No trip to New Orleans is complete without a trip to Preservation Hall. (Alert: this was my ultimate New Orleans moment!). Prior to arriving in New Orleans, I did not know a lot about Preservation Hall. Only that it was the city’s most popular forum for jazz music, established in the 1960s to preserve the music it still plays today. Maybe it was the word “hall” that had me thinking we would be attending a show in a large music hall filled with hundreds of people. Boy was I wrong. Preservation Hall is the size of a living room and with the exception of the reserved tickets you can buy for a premium at the front (I believe there are only eight of those), the rest of the tickets are on a first-come first-served basis. Lines form down St. Peter’s street at least a half hour in advance, but it is worth every minute of the wait. The band pours their heart and soul into the music and will remove all reservations you had about classical jazz. They truly blew us away and we left not only with incredible energy and adrenaline, but a new jazz record for our collection. A word of advice, do not visit New Orleans without visiting Preservation Hall – you will not regret it!

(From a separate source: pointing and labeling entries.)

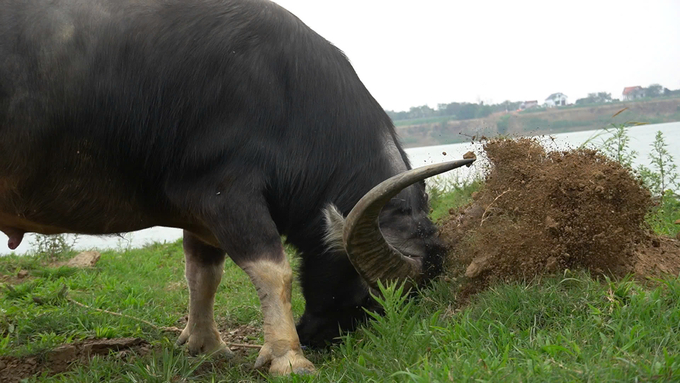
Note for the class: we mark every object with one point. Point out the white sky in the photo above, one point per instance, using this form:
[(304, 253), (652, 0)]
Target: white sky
[(411, 53)]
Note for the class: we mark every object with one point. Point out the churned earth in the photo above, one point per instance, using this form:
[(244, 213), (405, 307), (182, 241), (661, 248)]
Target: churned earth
[(542, 212)]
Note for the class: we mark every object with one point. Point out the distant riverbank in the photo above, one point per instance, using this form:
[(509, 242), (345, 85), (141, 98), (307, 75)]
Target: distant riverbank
[(441, 131), (641, 138)]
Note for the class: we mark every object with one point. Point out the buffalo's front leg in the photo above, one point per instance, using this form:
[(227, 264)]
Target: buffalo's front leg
[(204, 268), (273, 281)]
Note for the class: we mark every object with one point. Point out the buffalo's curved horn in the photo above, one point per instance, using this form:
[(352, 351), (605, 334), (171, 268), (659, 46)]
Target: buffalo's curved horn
[(372, 256)]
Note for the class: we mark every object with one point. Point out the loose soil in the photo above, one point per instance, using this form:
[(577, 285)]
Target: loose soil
[(542, 212), (14, 369)]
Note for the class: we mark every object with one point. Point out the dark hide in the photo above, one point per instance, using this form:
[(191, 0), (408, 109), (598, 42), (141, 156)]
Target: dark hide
[(230, 119)]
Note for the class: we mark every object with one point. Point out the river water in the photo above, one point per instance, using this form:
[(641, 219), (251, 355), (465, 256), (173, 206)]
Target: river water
[(641, 138)]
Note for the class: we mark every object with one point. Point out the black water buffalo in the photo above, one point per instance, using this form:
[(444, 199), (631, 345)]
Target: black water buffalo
[(230, 119)]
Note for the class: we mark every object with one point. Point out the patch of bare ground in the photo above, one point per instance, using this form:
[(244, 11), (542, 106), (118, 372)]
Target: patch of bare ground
[(14, 369), (543, 212)]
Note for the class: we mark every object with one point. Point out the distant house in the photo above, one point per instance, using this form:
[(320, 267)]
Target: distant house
[(633, 92), (528, 104), (556, 99)]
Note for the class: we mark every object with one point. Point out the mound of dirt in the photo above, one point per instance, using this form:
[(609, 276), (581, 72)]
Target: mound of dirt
[(541, 212), (15, 369)]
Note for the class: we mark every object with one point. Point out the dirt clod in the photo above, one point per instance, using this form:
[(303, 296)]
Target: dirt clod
[(543, 212), (14, 369)]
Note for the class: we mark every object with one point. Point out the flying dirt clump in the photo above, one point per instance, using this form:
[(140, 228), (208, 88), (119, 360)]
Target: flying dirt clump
[(541, 212)]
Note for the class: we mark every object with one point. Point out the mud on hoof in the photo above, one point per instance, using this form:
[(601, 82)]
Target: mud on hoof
[(204, 340), (284, 362)]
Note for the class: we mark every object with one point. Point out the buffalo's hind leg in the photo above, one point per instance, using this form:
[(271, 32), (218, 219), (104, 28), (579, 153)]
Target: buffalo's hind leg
[(203, 270)]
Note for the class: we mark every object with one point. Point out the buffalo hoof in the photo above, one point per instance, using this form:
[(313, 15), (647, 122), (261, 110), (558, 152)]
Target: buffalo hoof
[(204, 340), (285, 362)]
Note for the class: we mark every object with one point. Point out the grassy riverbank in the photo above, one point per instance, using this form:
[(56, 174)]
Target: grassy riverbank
[(443, 130), (559, 328), (563, 328)]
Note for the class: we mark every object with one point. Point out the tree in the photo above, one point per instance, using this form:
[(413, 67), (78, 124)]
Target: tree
[(654, 90)]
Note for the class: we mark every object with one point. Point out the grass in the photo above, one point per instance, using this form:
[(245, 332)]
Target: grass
[(567, 328), (560, 329)]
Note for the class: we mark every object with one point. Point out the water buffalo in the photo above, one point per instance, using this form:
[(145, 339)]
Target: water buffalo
[(230, 119)]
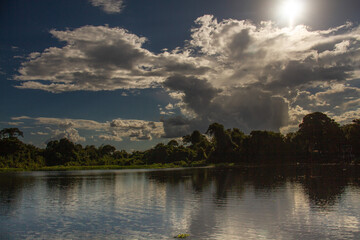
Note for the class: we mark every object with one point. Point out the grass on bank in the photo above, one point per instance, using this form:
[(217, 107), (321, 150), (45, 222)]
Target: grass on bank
[(105, 167)]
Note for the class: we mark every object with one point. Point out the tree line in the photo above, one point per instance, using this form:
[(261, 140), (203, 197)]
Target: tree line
[(319, 139)]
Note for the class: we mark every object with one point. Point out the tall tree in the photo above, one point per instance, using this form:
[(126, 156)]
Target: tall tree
[(320, 133)]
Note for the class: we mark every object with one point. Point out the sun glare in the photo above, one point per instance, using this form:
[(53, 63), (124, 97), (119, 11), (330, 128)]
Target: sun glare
[(291, 10)]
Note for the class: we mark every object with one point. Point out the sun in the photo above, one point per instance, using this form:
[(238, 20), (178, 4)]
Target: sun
[(291, 10)]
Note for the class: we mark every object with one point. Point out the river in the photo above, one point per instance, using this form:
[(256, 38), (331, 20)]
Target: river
[(207, 203)]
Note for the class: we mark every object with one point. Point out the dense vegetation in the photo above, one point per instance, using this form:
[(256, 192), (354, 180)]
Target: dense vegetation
[(318, 139)]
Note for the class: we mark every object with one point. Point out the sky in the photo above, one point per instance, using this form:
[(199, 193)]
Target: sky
[(134, 73)]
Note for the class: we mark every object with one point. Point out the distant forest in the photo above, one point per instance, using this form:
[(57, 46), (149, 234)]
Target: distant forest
[(319, 139)]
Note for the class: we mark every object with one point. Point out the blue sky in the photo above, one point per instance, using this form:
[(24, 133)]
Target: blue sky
[(134, 73)]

Consistently ranked amongst the best in the country, New Orleans continues to impress when it comes to food. Taking some of the south’s most classic foods and mixing powerful influences of Creole, French and Spanish make for a memorable food experience. The city takes its food seriously and has you dreaming about your next meal. With so many talented chefs and innovative new dishes, it is certainly hard to choose where to go, but after completing the ultimate foodie weekend in NOLA, my mom and I have a list of fantastic restaurants you would be remiss not to try.

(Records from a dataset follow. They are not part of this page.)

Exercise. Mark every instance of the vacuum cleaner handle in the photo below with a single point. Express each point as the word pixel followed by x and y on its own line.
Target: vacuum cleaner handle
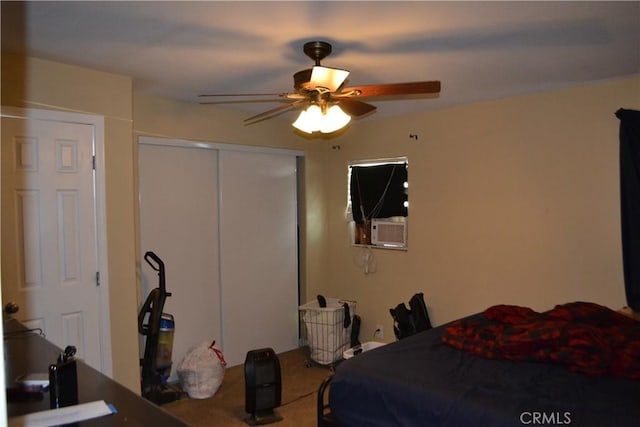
pixel 149 256
pixel 156 263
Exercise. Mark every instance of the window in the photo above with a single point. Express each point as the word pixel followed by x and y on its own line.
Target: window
pixel 378 202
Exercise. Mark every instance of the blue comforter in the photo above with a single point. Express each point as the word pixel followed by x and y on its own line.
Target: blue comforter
pixel 419 381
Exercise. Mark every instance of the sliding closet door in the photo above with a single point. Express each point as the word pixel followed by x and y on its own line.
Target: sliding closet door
pixel 258 257
pixel 179 222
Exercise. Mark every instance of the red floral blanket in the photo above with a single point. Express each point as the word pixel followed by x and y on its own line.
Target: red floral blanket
pixel 585 337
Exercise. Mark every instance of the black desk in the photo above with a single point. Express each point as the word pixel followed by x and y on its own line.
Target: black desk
pixel 31 353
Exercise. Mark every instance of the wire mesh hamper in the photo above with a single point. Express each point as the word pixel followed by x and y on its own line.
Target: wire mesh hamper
pixel 326 333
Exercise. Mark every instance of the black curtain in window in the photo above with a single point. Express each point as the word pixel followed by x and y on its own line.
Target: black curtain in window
pixel 630 202
pixel 378 191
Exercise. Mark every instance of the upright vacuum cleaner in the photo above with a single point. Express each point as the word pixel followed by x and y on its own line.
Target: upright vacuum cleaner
pixel 158 330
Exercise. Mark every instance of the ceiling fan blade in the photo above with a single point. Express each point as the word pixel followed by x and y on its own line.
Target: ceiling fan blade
pixel 274 111
pixel 204 95
pixel 328 78
pixel 393 89
pixel 355 108
pixel 238 98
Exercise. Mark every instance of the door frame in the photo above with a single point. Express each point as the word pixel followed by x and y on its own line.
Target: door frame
pixel 97 122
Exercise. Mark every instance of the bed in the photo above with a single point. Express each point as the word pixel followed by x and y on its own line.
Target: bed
pixel 423 381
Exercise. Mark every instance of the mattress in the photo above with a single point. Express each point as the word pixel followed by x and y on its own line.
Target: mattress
pixel 419 381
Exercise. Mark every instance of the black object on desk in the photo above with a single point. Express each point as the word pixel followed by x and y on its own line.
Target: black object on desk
pixel 28 353
pixel 63 380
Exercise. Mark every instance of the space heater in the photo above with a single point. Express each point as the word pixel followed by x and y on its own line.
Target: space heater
pixel 263 386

For breakfast, be sure to try The Ruby Slipper Café serving delicious locally sourced food (and pomegranate mimosas) as well as Red Gravy, where we had delectable red velvet pancakes. For a true New Orleans brunch, The Court of Two Sisters is the place to go. Sitting outside in the courtyard, you are treated to a large buffet of every southern dish you could ever hope to try.
Have you ever had beignets? Well these sweet doughnuts covered in powdered sugar are most famous in New Orleans, specifically at Café du Monde. It is the perfect snack after a long walk through the neighborhoods.
For dinner your choices are endless with a myriad of new restaurants continuously opening. Your best bet is to follow your taste buds. We knew we wanted to do one dinner in a quintessential New Orleans restaurant and that choice was Commander’s Palace based off a great recommendation. Nestled in the quiet Garden District, the hospitality at this restaurant is astounding and the Cajun and Creole flavors of our dishes blew us away. Emeril’s is another restaurant we were pleased with, indulging in local favorites of macaroni and cheese, barbecue shrimp and bread pudding. Lastly, and not to be missed, is our favorite New Orleans food experience, Coquette. Discovered by chance, this Magazine Street restaurant wowed us with an incredible tasting menu. It is another restaurant that is focused on locally sourced ingredients without diverging from its southern staples. If you are in New Orleans, you MUST try Coquette.
So as tourism to New Orleans surges over the next month for Mardi Gras, I hope those of you visiting take some time to see the other side of the Crescent City as well. This lively and resilient city is not to be missed!
Have you been to New Orleans? If not, is it somewhere you would like to visit?